Question

The reciprocal of 4 plus the reciprocal of 5 is the reciprocal of what number?

Answer 1

Hint: In order to solve this question first we reciprocate two numbers and then we use plus sign in between them and then we equate that number to a variable and take LCM in denominator and solve that expression and then we again reciprocate the answer to get the final answer because we know that reciprocal of reciprocal is the same number.

Complete step-by-step answer:
We have given two numbers that are 4 and 5.
We will reciprocate both the numbers and add them.
Reciprocal of the numbers are \[\dfrac{1}{4}\] and \[\dfrac{1}{5}\].
Now we add them and equate this to a variable.
\[x = \dfrac{1}{4} + \dfrac{1}{5}\]
Now on taking LCM in denominator-
\[x = \dfrac{{4 + 5}}{{20}}\]
On further solving
\[x = \dfrac{9}{{20}}\]
The number obtained is the reciprocal of 4 plus the reciprocal of 5.
We have asked which number is theirs whose reciprocal answer is obtained.
Now we reciprocate the last equation:
After reciprocating the answer is \[\dfrac{9}{{20}}\]
So the actual number is \[\dfrac{{20}}{9}\].
Final answer:
The final answer is reciprocal of \[\dfrac{{20}}{9}\].
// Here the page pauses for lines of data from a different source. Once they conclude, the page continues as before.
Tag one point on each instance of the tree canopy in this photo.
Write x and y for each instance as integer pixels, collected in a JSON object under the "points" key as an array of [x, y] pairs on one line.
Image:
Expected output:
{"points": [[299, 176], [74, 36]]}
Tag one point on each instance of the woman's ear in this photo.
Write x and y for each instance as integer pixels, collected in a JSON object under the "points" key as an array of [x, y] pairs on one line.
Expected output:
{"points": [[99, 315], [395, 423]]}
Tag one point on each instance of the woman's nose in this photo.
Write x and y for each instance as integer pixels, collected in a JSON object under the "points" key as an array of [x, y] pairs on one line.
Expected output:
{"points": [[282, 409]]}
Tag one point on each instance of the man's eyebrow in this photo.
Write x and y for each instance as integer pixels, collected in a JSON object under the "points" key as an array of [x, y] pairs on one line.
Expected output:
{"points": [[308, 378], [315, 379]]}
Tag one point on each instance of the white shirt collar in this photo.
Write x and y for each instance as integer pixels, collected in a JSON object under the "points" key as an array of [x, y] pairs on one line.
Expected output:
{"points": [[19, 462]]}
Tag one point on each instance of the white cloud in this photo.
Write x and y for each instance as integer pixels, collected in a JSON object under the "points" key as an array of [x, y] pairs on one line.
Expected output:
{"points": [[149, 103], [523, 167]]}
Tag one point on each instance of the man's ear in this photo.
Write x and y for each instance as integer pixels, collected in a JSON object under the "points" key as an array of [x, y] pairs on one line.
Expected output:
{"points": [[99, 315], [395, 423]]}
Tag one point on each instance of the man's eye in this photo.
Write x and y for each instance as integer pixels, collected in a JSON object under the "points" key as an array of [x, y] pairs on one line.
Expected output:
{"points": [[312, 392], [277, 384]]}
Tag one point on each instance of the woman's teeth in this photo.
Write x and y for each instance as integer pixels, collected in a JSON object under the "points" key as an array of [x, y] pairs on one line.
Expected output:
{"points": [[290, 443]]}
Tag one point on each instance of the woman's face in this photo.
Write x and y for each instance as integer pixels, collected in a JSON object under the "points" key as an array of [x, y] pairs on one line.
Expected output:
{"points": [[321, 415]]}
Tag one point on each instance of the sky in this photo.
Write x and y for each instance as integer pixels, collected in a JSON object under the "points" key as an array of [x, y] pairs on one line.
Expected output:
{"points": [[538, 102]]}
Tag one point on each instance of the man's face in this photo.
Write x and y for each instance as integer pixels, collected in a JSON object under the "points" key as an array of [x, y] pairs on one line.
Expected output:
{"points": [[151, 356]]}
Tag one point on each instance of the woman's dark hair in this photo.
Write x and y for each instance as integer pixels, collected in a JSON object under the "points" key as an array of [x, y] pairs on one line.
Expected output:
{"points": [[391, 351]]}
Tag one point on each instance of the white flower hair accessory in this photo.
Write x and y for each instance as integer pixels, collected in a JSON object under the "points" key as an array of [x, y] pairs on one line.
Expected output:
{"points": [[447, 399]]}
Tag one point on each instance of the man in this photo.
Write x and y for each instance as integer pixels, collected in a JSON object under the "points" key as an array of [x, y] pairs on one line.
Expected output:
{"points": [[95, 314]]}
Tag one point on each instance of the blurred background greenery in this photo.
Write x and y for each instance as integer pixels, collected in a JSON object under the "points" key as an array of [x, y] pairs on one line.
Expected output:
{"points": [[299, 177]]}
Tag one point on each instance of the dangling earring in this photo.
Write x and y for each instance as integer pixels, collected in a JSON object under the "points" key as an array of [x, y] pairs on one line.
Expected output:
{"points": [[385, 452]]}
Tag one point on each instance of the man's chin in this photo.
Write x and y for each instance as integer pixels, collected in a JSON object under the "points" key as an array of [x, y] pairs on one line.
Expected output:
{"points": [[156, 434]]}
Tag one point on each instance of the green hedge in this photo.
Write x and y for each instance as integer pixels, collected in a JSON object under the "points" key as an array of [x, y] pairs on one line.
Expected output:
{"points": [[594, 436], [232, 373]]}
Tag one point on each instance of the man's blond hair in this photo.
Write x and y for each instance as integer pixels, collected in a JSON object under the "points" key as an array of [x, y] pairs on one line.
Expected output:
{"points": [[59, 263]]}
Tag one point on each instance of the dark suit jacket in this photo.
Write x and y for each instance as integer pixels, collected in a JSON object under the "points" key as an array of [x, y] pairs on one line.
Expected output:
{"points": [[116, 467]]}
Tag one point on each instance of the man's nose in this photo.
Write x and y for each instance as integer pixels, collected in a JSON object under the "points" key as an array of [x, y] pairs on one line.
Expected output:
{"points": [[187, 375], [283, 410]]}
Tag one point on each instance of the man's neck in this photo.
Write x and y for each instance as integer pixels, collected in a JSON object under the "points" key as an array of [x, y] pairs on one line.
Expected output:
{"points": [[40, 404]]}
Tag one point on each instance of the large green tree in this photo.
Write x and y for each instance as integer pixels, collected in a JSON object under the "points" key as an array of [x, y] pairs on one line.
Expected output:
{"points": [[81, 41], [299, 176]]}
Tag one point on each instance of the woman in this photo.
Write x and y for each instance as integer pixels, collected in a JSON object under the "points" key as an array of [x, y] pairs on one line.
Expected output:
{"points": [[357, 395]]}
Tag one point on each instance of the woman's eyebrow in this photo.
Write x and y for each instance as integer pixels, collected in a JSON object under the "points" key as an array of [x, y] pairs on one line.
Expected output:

Note: In order to solve this question, you must have a good knowledge of the number system. We must be able to understand the language of the question and try to express it in the form of mathematical expression and then calculate the answer. Students often make mistakes in reciprocating and taking the LCM on the denominator they add directly nominator with numerator and denominator with denominator. And forget to reciprocate at last.